As the decades went on, Ghantboy became more widespread and mainstream, especially as the generation that essentially gave Ghantboy life, became the main generation involved in Ghantish society. By the 1980’s, Ghantboy became widely accepted throughout Ghant as a symbol of the nation. Ghantboy also became the most widely recognized character to children as well, and was featured on clothes, lunchboxes, and in cartoons and commercials.


Ghantboy easily made the transition to the internet, giving the world access to Ghantboy humor more then ever before. Most of these memes depict Ghantboy as a trickster, doing things that are illegal or frowned upon in other nations, but not in Ghant. For instance, it is illegal for people to use computers in Holus. As a result, there is a Ghantboy meme that depicts Ghantboy using a computer, with the caption Ghantboy uses a computer for Holus.

Ghantboy is also depicted in such a way as to demonstrate Ghantish strength, endurance, or power in a Tongue-in-cheek manner.

50th anniversary

On May 5th, 2009, Ghantboy was voted in a national poll to be the unofficial mascot of Ghant, with over 80% voting in favor of Ghantboy, beating King Samuel V of Ghant the runner up, by a wide margin. Alonso Tobar, Prime Minister at the time, gave a dedication speech.

You cannot tell the story of Ghant without Ghantboy. Ghant was in a rough place for many years after the Revolution, without an identity, without definition, without a direction. Ghantboy helped Ghant recover its lost sense of strength, character, and above all, spirit. Whether you agree or disagree with the nature of Ghantboy, I think it is safe to say that Ghant is a better place today because of him.

Afterwards, Doran Ezkibel was Knighted by Emperor Nathan IV, for great and positive contributions to Ghant.


Ghantboy graffiti can often be seen in foreign nations that have a Ghantish population.

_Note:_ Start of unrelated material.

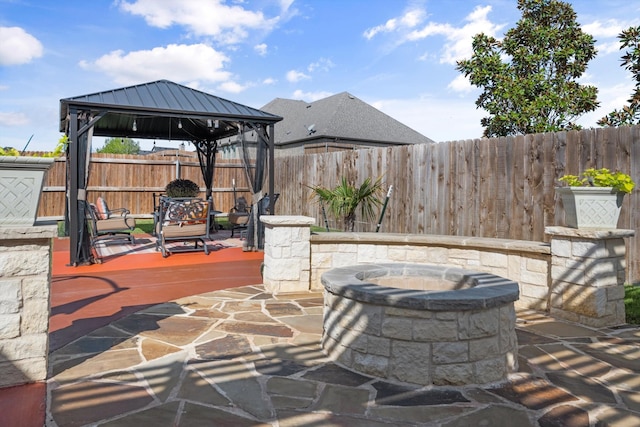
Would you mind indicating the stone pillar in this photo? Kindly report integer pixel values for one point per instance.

Critics have applauded Ghantboy, as a symbol of cultural rebellion, of challenging the establishment, and of shedding light on the differences between laws of different nations. Due to Ghantboy's antics, Ghantish people are better educated on what is considered illegal or unacceptable in other nations. So in a sense, Ghantboy is a public service.


Critics have also condemned Ghantboy, saying that it has drawn negative attention to Ghant abroad. These critics argue that Ghantboy makes it harder for Ghant to be taken seriously on an international level, and makes Ghantish people and culture seem absurd. In addition, Ghantboy is often associated with crime and graffiti, as Ghantish youth in foreign nations often depict him in their street art.

International reactions

Due to the widely recognized association of Ghantboy with Ghant, and due to the fact that Ghantboy mocks the laws and customs of other nations, foreign opinion on Ghantboy is varied.

  •  Akai: A variant of Ghantboy is used in Akai political satire and propaganda often in a highly derogatory manner as a national personification of Ghant or occasionally the Gentrys. He is depicted engaging in debauched acts as a way of mocking the Ghantish. One such example was the depiction of Ghantboy staring over a globe with countries with marriages to House Gentry being depicted to be puppeted by Ghanboy, who is looking at Rietumimark. The caption underneath reads: "The Greedy Ghantar eagerly awaits his next puppet."
  •  Ghant: Ghant is widely recognized as a universal symbol of the Ghantish spirit, and an icon of Ghantish culture, in a tongue-in-cheek way.
  •  Luziyca: Ghantboy was unheard of prior to the 1970s when a popular animated show, Adventures of Ghantboy was produced by BTV (Bethlehem Television), affiliated with ITV which aired from 1975 to 1988. Today, Ghantboy is a sign of nostalgia for the 1980s, and remains popular amongst those who grew up in the 1970s and 1980s.